Une prétendue « urgence » causée par la dette nationale et la prétendue menace imminente de faillite nationale pourraient être invoquées pour réduire la sécurité sociale et l’assurance maladie. Les grèves des enseignants, des travailleurs des transports ou de toute autre partie de la classe ouvrière pourraient être écrasées par le recours à une « urgence nationale » pour justifier des arrestations massives et l’interdiction des grèves.

Une fois que Trump usurpe des pouvoirs aussi étendus, il y a peu de raisons de croire que l’état d’urgence prendra fin un jour. L’un ou l’autre prétexte sera trouvé pour continuer et l’élargir. Le précédent, une fois établi, sera appliqué encore et encore.

Un Rubicon politique est en train d’être franchi.

L’expression « traverser le Rubicon » trouve son origine dans la décision de Jules César de violer le droit romain en passant en Italie avec une armée en 49 av. J.-C. Cette action a ouvert la voie à la guerre civile, à l’effondrement de la République romaine et à l’établissement de l’empire – une dictature absolue.

La menace de Trump de défier le Congrès par un état d’urgence constitue un tournant historique : un tournant qui, une fois franchi, ne peut être inversé.

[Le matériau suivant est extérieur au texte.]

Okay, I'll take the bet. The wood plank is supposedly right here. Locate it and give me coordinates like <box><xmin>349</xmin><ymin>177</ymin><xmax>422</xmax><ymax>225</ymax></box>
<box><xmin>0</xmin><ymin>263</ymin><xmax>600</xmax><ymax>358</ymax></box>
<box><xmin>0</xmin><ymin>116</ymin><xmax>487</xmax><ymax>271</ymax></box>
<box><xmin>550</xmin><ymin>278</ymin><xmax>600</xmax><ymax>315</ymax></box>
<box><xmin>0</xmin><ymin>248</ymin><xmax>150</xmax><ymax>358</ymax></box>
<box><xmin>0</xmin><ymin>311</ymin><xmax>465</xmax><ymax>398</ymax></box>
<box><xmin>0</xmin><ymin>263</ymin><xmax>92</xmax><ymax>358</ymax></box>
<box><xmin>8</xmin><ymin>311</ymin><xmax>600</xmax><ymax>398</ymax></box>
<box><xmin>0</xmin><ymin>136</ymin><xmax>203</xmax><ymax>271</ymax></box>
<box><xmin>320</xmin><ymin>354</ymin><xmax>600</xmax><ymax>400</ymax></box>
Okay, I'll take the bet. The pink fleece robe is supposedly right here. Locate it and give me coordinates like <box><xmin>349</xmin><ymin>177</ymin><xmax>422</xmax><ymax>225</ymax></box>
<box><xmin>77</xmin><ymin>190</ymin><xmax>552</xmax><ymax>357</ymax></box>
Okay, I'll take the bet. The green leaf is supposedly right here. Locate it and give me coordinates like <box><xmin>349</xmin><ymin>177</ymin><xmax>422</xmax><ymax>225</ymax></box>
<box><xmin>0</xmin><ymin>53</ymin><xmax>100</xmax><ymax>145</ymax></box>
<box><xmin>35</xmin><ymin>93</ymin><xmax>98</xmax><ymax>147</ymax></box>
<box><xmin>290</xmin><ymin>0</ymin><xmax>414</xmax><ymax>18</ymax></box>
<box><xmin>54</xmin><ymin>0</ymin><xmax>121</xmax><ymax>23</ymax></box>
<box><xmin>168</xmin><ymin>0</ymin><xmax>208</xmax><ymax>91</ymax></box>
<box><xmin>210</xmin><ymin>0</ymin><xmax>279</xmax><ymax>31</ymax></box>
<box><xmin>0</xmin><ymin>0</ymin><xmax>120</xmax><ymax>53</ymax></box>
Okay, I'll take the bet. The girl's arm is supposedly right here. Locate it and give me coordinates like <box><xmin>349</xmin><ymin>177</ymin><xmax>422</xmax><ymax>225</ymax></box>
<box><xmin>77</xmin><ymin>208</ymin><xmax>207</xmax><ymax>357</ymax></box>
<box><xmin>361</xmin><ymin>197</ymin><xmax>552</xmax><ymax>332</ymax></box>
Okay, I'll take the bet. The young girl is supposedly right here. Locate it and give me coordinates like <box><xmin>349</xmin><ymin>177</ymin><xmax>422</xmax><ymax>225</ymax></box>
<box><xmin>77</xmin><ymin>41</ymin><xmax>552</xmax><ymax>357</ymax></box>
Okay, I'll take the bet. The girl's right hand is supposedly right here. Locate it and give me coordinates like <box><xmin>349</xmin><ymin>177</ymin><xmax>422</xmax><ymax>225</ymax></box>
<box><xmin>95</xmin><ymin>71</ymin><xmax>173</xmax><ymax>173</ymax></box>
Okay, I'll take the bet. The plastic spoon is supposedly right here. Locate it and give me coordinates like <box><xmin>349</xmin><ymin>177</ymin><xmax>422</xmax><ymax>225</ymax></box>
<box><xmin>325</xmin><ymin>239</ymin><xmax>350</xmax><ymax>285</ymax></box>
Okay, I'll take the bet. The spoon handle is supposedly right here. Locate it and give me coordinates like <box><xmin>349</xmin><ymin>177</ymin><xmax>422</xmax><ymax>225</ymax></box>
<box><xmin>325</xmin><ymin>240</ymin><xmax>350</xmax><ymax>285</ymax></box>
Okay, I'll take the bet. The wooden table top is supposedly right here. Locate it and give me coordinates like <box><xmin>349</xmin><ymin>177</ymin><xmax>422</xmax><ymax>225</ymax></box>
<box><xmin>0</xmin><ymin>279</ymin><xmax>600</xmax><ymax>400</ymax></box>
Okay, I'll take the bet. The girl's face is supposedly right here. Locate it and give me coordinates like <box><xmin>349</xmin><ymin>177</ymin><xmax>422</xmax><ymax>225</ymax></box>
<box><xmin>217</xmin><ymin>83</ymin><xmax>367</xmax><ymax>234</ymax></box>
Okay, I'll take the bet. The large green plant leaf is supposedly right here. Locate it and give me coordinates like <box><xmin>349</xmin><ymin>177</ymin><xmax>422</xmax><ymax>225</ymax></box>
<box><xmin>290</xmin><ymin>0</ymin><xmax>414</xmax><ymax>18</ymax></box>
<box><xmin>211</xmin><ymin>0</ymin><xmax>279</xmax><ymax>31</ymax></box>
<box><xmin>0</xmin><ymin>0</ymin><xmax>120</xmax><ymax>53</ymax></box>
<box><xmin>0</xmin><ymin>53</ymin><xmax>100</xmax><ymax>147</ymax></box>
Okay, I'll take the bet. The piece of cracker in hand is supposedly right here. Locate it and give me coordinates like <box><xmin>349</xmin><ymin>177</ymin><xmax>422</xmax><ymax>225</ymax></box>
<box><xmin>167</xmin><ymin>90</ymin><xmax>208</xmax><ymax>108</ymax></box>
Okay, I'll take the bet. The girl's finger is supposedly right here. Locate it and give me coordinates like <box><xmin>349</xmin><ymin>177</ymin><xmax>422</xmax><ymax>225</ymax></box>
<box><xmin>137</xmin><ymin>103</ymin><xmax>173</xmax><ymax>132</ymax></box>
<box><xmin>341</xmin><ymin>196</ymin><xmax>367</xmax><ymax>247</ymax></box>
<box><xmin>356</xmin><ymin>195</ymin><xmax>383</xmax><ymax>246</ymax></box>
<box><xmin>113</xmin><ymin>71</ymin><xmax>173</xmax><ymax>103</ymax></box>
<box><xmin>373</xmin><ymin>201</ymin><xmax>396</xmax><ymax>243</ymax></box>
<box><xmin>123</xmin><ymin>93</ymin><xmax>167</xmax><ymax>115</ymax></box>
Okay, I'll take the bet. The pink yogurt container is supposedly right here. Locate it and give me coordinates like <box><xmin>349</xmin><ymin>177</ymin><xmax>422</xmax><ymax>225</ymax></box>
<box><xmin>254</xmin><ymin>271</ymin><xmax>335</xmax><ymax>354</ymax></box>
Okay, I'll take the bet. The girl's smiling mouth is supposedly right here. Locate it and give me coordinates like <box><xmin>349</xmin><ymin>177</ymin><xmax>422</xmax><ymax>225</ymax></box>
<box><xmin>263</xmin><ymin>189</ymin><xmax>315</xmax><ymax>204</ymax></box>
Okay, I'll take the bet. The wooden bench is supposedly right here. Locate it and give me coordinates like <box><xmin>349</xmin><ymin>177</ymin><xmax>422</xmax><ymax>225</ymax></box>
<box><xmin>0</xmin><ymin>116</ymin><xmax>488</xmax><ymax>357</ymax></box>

La même volonté d’adopter des méthodes autoritaires de gouvernement caractérise les pays du monde entier. Alors que Trump déclarait son « droit absolu » de déclarer une situation d’urgence nationale, le secrétaire d’État Mike Pompeo était en Égypte pour louer le régime du président al-Sisi, le dictateur militaire qui a tué des centaines de personnes et en a emprisonné des milliers sous un état d’urgence imposé pour supprimer une révolution populaire.

Les menaces de Trump surviennent alors que les droits démocratiques fondamentaux sont attaqués avec le soutien de l’ensemble de l’establishment politique américain. À l’instigation des agences de renseignement américaines et avec le soutien total du Parti démocrate, Google, Facebook et Twitter pratiquent la censure de masse et la surveillance intérieure.

À l’arrière-plan de ces attaques généralisées contre la démocratie se trouve la croissance maligne de l’inégalité sociale.

Il est à noter que, chaque jour depuis que Trump a menacé de résoudre la crise au moyen d’un « état d’urgence », le marché boursier a gagné chaque jour. Il existe au sein des cercles dirigeants une compréhension non affirmée que le passage à des formes dictatoriales de gouvernement aura un but ultime : la protection et l’expansion des intérêts sociaux d’une oligarchie financière dont Trump est lui-même un représentant.

Au cours de l’année écoulée, le mécontentement social s’est de plus en plus manifesté et se poursuit jusqu’en 2019, l’opposition des travailleurs du gouvernement – qui sont soit obligés de prendre des congés sans solde, soit contraints de travailler sans solde – à la fermeture du gouvernement par Trump. Dans leur opposition croissante, ils se joignent à des milliers de travailleurs de l’automobile GM sur le point de perdre leur emploi et à des dizaines de milliers d’enseignants à Los Angeles qui se préparent à faire grève pour s’opposer au démantèlement de l’enseignement public.

La défense des droits démocratiques est liée à l’expansion de la lutte des classes aux États-Unis et au plan international. L’opposition à Trump ne viendra pas de l’intérieur de l’establishment politique corrompu et décadent, mais d’un mouvement de masse de la classe ouvrière contre tout le système capitaliste.